Cat nods and wonders if chopped apricots will really add much of consequence – good or bad – to the trout.

They’ll counteract the olives, I suppose.

‘So, Cat, you’ll be a good girl? You’ll be careful in France? I know all about Alain Delon and Roger Vadim.’

‘I don’t,’ Cat laughs.

‘You watch yourself,’ Django cautions, absent-mindedly pointing a knife at her and then apologizing profusely.

‘I’ll be fine,’ Cat assures him, ‘I’m in the press corps. There’ll be 900 journalists. The Tour is a movable town, a veritable community.
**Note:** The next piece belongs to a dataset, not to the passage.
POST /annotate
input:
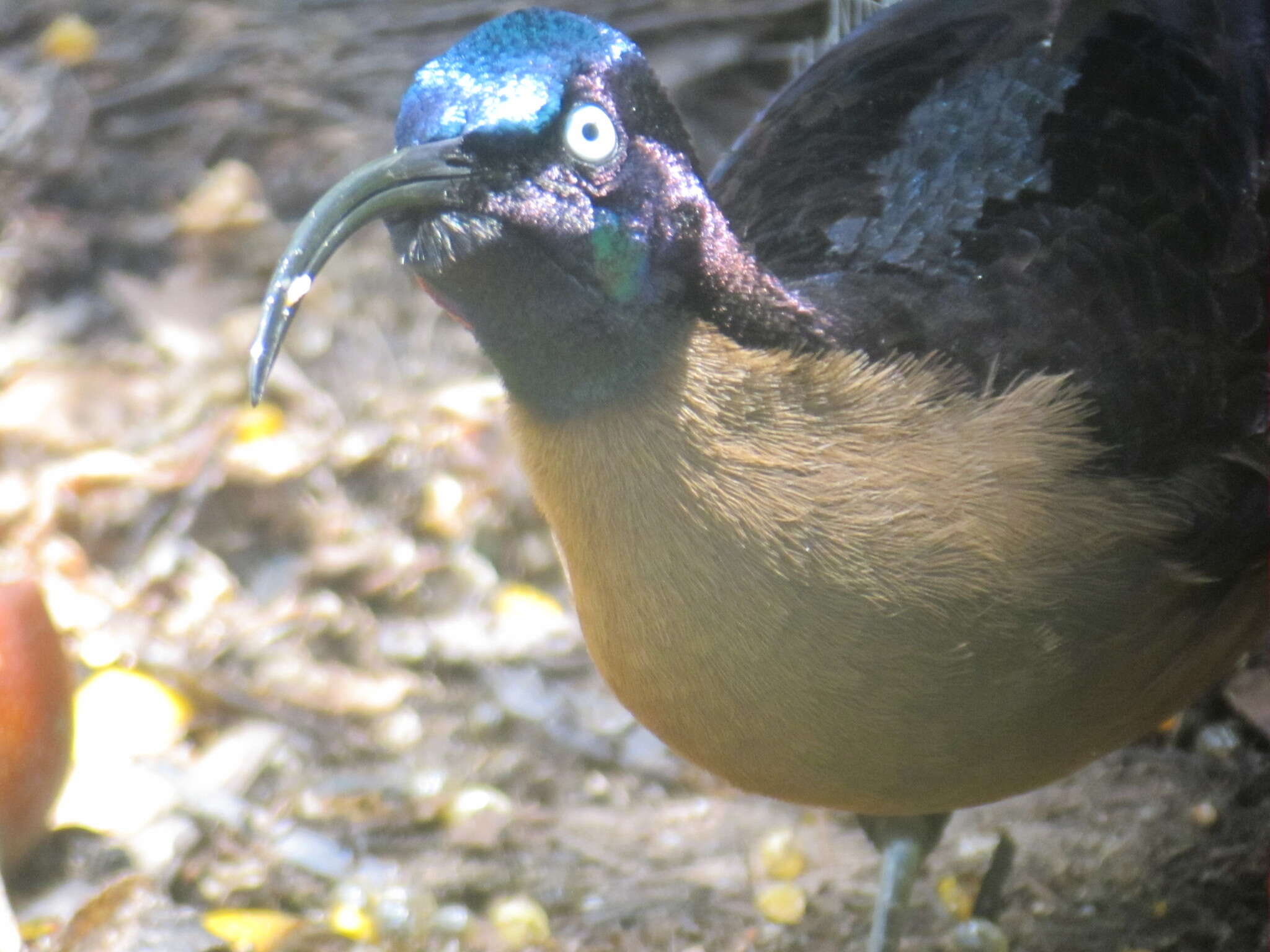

I’m in it for the ride, for the duration.’

I’ll be safe.

‘You look after yourself,’ Django repeats, thinking a dash of stout might be welcomed by the mashed potato.

‘That’s precisely what I’m doing,’ Cat says pensively.

The Spread ready, the four McCabes assemble. They stand by their places and look from one to the other in silence. Django gives the nod and they sit. And eat. He’s all for picking and dipping and having a taste of this, a soupçon of that. So arms stretch amiably and serving spoons chink and dollop. There’s much too much food but whatever’s left will be blended together tomorrow, liquidized the next day and then frozen, to reappear as soup in some not-too-distant colder time.